Tentunya ada kepentingan yang melatarbelakangi kengototan Marzuki Alie cs itu. Kecurigaan Marzuki cs memetik keuntungan besar atas pembangunan tersebut pun muncul. Akhir-akhir ini misalnya beredar SMS yang isinya menyatakan sejumlah perusahaan peserta tender telah memberikan uang muka untuk proyek gedung DPR.

Menurut informasi dari sumber detikcom di DPR, SMS tersebut berisi informasi pemberian uang jadi pembangunan gedung baru DPR dari dua perusahaan peserta tender pembangunan gedung baru DPR. Untuk diketahui proses tender pembangunan gedung baru DPR sedang berlangsung. Peserta tender berasal dari sejumlah perusahaan besar antara lain PT PP, PT Adhi Karya, dan PT Wika.

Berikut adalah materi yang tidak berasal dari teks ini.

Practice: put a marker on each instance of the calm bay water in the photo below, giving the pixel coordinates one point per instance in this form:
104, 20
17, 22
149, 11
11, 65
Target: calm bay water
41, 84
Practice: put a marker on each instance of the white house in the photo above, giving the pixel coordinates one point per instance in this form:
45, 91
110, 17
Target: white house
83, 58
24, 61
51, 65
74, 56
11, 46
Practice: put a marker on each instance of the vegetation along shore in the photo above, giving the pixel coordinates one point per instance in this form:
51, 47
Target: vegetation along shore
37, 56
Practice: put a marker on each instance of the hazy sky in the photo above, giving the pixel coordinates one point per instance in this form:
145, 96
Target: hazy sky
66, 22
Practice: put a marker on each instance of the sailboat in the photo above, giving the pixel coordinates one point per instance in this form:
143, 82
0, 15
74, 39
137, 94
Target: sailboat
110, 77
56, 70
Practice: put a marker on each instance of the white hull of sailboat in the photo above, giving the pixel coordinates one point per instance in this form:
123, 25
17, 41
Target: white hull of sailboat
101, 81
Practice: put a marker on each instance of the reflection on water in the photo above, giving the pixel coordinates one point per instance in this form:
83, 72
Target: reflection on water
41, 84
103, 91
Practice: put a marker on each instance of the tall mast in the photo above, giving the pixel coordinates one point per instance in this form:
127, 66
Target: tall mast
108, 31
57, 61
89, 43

SMS ini makin memperkuat kecurigaan ada uang kotor di balik kengototan DPR. Para pimpinan DPR tentu saja membantah menerima uang. Wakil Ketua DPR Priyo Budi Santoso misalnya menyatakan SMS itu ttanpa fakta. "Saya pastikan itu tidak ada," tepis Priyo.

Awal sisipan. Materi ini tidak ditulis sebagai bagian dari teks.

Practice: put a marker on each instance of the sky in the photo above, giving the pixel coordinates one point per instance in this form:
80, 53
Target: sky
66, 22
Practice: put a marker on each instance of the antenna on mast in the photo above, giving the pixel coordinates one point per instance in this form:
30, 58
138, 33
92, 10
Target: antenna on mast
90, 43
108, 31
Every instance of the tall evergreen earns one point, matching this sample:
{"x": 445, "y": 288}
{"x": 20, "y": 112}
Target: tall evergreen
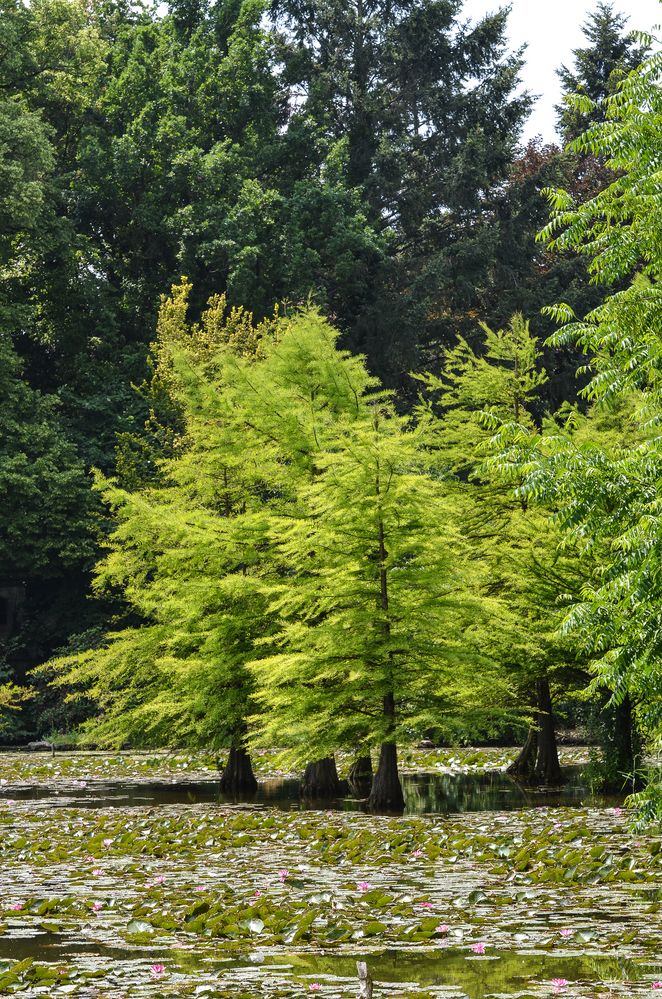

Tapi bantahan itu tidak menghilangkan kecurigaan orang. Terlebih sebelumnya sudah banyak preseden anggota DPR terlibat kasus korupsi. Sebut saja yang terakhir 22 mantan anggota DPR ditahan KPK terkait kasus suap pemilihan Deputi Gubernur Senior BI Miranda S Goeltom. Juga kasus Abdul Hadi yang ditangkap KPK terkait suap proyek pembangunan dermaga di Indonesia bagian timur. Kemudian juga proyek renovasi rumah DPR RI di Kalibata senilai Rp 445 miliar yang diduga di-mark up.

"Bisa saja SMS itu benar karena modus tersebut pernah terjadi. Yang jadi masalah karena sampai saat ini memang belum ada bukti ataupun wistleblower yang mengungkap," kata peneliti Korupsi Politik ICW Apung Widadi.

Meski masih sulit mengungkap soal cipratan duit ke pimpinan DPR, indikasi adanya korupsi sudah tercium. Aliansi LSM melaporkan indikasi korupsi tersebut ke KPK. Indikasi korupsi itu antara lain tentang ketidakjelaskan penggunaan Rp 14 miliar yang sudah kleuar.

"Ada pengeluaran yang tidak rasional, misalnya anggaran untuk membuat grand desain itu lebih kecil daripada anggaran untuk mengkaji atau menurunkan volume gedung dari 36 lantai menjadi 27 lantai. Untuk penurunan lantai ini biayanya Rp 4 miliar, sementara untuk grand desain Rp 1,8 miliar," ulas Sebastian yang mewakili Formappi, yang tergabung dalam aliansi LSM yang melapor ke KPK.

Sementara FITRA menyoroti kejanggalan dalam usulan harga pembangunan gedung. Awalnya nilai pembangunan diusulkan itu Rp 1,8 triliun. Setelah dikritik masyarakat, turun menjadi Rp 1,6 triliun. Lalu turun lagi menjadi Rp 1,3 triliun dan terakhir turun menjadi Rp 1,1 triliun.

"Ini ada indikasi kuat oknum-oknum pemburu rente dalam pembangunan gedung," kata Sekretaris Nasional FITRA Yuna Farhan. Yang perlu dicurigai terkait indikasi korupsi itu, menurut FITRA, selain pimpinan DPR sebenarnya adalah Badan Urusan Rumah Tangga (BURT) dan Sekretariat Jenderal DPR.